First and foremost we want to note that as a tragedy for all involved, and not engage in blaming.
That said, it is always important to consider how such tragedies might be avoided.
Invariably the question arises of how the child ended up on the tracks.
The answer to which is the adult members of an extended family decided to let the children, as a group, go out to play at a park across the street from the apartment building they were at.
The children ranged as young as the 4 year old, to as old as 16.
The given explanation is that the children became mesmerized by chasing a butterfly at some point and followed it on the tracks, where upon they found the experience of being on the rail corridor terribly interesting; a few moments later, some loud honking from the train and tragedy ensued.
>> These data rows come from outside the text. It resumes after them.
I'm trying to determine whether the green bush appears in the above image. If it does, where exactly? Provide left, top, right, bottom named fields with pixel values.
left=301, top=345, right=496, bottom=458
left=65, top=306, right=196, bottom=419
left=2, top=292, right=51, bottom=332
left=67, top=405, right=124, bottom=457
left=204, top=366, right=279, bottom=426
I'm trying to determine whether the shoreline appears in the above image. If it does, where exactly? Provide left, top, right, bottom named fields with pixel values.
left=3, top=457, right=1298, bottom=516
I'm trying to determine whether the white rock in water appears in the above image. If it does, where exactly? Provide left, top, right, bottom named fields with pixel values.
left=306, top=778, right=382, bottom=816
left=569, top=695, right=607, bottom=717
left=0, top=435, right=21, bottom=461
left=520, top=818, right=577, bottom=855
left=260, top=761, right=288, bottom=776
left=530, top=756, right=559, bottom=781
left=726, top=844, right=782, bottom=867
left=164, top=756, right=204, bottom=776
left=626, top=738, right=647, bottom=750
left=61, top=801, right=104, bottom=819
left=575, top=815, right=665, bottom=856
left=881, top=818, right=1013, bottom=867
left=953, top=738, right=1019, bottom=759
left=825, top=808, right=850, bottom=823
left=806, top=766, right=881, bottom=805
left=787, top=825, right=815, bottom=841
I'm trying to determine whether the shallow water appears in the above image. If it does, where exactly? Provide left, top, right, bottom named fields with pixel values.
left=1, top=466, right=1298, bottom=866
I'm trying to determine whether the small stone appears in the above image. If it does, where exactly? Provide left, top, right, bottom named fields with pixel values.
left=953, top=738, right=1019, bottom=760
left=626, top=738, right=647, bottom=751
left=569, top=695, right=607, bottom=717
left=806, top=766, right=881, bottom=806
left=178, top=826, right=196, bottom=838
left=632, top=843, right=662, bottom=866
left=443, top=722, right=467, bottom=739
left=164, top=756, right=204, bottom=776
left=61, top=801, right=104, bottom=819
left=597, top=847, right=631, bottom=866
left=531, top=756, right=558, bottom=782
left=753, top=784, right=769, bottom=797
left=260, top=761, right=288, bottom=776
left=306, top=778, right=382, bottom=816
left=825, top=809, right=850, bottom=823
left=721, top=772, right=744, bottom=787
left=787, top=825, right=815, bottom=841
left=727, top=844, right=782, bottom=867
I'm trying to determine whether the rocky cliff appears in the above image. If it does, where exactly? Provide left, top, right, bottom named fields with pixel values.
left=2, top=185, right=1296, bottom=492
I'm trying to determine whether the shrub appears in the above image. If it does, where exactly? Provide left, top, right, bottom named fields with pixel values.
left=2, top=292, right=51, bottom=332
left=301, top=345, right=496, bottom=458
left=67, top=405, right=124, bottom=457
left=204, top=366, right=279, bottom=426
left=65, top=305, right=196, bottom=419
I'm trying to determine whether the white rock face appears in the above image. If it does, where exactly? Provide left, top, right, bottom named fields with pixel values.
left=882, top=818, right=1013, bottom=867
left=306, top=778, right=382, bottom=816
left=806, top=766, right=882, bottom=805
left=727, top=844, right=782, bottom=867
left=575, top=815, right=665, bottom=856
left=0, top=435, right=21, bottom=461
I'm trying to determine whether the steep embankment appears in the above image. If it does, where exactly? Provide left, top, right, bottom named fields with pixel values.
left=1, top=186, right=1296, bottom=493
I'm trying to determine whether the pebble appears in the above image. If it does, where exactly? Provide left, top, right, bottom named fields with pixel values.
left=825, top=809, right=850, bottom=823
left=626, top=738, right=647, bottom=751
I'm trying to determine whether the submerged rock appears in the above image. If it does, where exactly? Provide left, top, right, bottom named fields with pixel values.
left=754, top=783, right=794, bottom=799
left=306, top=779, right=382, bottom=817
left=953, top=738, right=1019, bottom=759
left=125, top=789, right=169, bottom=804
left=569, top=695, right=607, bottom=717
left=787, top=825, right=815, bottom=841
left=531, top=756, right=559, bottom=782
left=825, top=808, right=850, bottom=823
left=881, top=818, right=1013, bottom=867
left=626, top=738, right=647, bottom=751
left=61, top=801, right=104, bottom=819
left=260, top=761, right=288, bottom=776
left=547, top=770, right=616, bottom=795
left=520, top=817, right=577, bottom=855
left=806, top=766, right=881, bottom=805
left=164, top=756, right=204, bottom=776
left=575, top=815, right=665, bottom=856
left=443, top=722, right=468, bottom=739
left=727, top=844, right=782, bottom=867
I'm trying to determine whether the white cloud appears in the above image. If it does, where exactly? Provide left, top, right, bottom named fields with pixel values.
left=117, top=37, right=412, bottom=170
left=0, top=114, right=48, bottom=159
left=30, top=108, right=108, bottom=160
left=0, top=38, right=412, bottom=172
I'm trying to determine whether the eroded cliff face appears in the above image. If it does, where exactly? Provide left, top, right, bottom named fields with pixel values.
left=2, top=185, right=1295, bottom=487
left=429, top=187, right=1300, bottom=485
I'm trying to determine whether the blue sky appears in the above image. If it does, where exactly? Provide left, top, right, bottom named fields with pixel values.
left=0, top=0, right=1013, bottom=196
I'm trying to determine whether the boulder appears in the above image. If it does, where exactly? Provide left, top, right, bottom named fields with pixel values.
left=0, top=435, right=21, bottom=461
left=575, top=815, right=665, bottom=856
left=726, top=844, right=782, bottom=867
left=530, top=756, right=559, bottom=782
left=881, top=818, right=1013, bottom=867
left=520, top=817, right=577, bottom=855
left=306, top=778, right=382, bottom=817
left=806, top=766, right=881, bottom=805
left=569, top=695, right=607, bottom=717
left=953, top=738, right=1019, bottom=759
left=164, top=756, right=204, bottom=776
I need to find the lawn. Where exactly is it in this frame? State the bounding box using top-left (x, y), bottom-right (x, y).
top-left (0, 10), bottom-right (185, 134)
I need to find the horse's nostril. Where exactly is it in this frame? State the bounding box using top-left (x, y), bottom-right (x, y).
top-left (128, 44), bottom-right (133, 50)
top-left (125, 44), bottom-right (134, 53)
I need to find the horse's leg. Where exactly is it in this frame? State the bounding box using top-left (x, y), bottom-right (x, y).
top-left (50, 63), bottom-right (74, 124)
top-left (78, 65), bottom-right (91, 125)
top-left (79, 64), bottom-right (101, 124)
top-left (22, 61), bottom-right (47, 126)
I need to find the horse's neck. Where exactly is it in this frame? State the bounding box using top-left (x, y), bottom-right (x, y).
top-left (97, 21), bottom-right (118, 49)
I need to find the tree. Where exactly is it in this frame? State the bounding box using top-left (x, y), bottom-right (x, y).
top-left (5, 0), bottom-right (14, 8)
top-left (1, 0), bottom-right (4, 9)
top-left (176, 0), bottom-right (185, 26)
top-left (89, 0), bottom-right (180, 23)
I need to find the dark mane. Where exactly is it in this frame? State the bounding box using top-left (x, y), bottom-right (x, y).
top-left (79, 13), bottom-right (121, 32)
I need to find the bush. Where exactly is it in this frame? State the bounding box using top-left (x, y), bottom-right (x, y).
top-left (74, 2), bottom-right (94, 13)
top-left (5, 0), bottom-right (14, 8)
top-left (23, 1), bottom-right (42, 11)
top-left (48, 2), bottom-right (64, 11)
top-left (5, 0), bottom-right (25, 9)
The older kids all fled, while the young child froze in place.
https://www.thestar.com/news/gta/20...he-was-someone-everybody-loved-tobe-with.html (paywalled)
Avoiding the blame game overall, still leaves the need to ask questions and the first obvious one is how easy was it just end up on the tracks here.
The description given this Star article (paywalled) is insufficient to pigeon hole the spot; but I'm assuming its behind the apartment building in question.
Streetview does not have a view from the parking lot of said building, but it does, from across the street:
View attachment 417750
We all know that people regular cut holes in fences to cross rail corridors; but I have to say, that opening looks semi-permanent to me; if the one on the other side is similar that would affect my opinion on the obligation of the rail company, which, in this case would be CP Rail.
Its one thing if you fence off a section of track 2-3x per year and people keep cutting into it (though we need to discuss construction/design issues to the extent that is possible); but is another if you knowingly leave a gap.
Suffice to say, as it pertains to fencing, this flimsy nonsense seems entirely inappropriate. I'm not one for advocating fencing off all railway corridors; its impractical, has problematic ecological consequences in wild areas, and would be hideously expensive.
That said, this is the CP mainline, with commuter GO service on it, in a highly urbanized area; where there is clear demand to cross the tracks. If one is going to prevent that, this type of fence is a waste of everyone's time and doesn't prevent much.
* In fairness to CP this is the standard across most of the GTA along their tracks, CN's and Mx's.
Non-scalable, high quality, difficult to cut for the average person fencing isn't cheap; (it ranges, but $100, and about 2x that installed, per linear meter would have you in the ballpark).
Putting it everywhere, as with sound barriers comes at a great cost; but installing it strategically, over, say a 250M area prone to intrusion is probably something that needs to happen if the area is not slated for sound barriers.
That would be ~ $100,000 for both sides of a corridor, per section.
For reference, a contemporary version of wrought-iron would be about 6x that number.
There also ways to beef-up regular old chain-link to make it more difficult to get through (cross-bracing), but they are imperfect and while cheap from a parts point of view, are moderately labour-intensive.